Но что, собственно, обещает субъекту эта отчаянная финальная театрализация поведения: "...стихия его согнула, рванула вперед, швырнула назад, заставила кивать, гнуться, биться в танце среди толпы. Тотчас его обступили, и уже я его не видел". Рильке не случайно, конечно, использует для движений его персонажа определение -- танец.
Переход от сдержанности к этому танцу описывается Рильке в нескольких плоскостях. Прежде всего, это переход от одного типа театральности, когда субъект разыгрывает естественность, спокойствие, "нормальность", к другому типу театральности, когда актер вдруг сбрасывает с себя личину персонажа, но, вместо того чтобы обнаружить под ней "обычное" тело, обнаруживает вдруг сверхгистриона. Пока субъект играет некоего персонажа, пока он демонстрирует технику удвоения и идентификации, он включает в свою орбиту наблюдателя. В тот же момент, когда он непосредственно переходит к сверхгистрионству танца, наблюдатель исключается из цепочки мимикрий и дублирований.
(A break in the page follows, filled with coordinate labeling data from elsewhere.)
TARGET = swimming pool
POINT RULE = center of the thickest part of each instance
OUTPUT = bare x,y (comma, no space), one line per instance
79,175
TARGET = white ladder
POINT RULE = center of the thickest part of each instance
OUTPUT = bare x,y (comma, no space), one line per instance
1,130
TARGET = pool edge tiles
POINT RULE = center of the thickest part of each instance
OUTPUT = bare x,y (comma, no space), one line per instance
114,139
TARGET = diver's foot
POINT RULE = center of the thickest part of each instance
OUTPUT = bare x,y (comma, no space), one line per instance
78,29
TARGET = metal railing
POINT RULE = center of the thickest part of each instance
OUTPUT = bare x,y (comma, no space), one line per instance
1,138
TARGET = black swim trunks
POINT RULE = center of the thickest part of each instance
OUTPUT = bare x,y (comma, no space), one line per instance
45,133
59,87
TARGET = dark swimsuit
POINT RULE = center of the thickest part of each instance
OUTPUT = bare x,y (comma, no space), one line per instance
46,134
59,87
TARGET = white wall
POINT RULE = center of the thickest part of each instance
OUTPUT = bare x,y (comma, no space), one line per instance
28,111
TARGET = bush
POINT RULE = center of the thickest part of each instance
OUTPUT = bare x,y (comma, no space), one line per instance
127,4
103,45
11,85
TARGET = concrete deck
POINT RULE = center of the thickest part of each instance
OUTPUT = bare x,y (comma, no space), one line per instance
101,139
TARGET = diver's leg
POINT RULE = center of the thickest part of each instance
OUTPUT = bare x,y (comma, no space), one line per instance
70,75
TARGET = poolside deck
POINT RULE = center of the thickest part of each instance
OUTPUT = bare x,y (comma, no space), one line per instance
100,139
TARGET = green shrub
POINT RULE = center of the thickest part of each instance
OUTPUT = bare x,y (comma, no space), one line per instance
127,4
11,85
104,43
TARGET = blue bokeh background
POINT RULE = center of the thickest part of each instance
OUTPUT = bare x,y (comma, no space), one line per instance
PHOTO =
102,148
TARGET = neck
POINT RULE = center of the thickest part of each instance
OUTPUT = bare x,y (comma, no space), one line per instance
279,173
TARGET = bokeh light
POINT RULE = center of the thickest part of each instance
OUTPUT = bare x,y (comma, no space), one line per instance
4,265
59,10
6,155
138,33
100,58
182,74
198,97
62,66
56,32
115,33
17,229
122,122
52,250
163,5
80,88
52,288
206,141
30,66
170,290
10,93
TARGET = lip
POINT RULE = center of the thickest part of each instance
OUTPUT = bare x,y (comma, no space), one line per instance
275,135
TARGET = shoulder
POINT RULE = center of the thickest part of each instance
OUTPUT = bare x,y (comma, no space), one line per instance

В результате тело "субъекта" как бы переворачивает классические театральные отношения. То, что выдает себя за хороший театр, -- изображение естественности -- постоянно читается как маска, как фальшь. И в то же время сверхгистрионизм одержимости во
58
всей преувеличенности его танца, во всей чрезмерности его знаков читается как подлинное. История, описанная Рильке, поэтому может пониматься как история обнаружения актерского, заведомо фальшивого как подлинного. Октав Маннони как-то заметил, "что театр в качестве институции функционирует как прирожденный символ отрицания (Verneinung), благодаря чему то, что представлено по возможности как истинное, одновременно представляется как фальшивое..." (Маннони 1969: 304).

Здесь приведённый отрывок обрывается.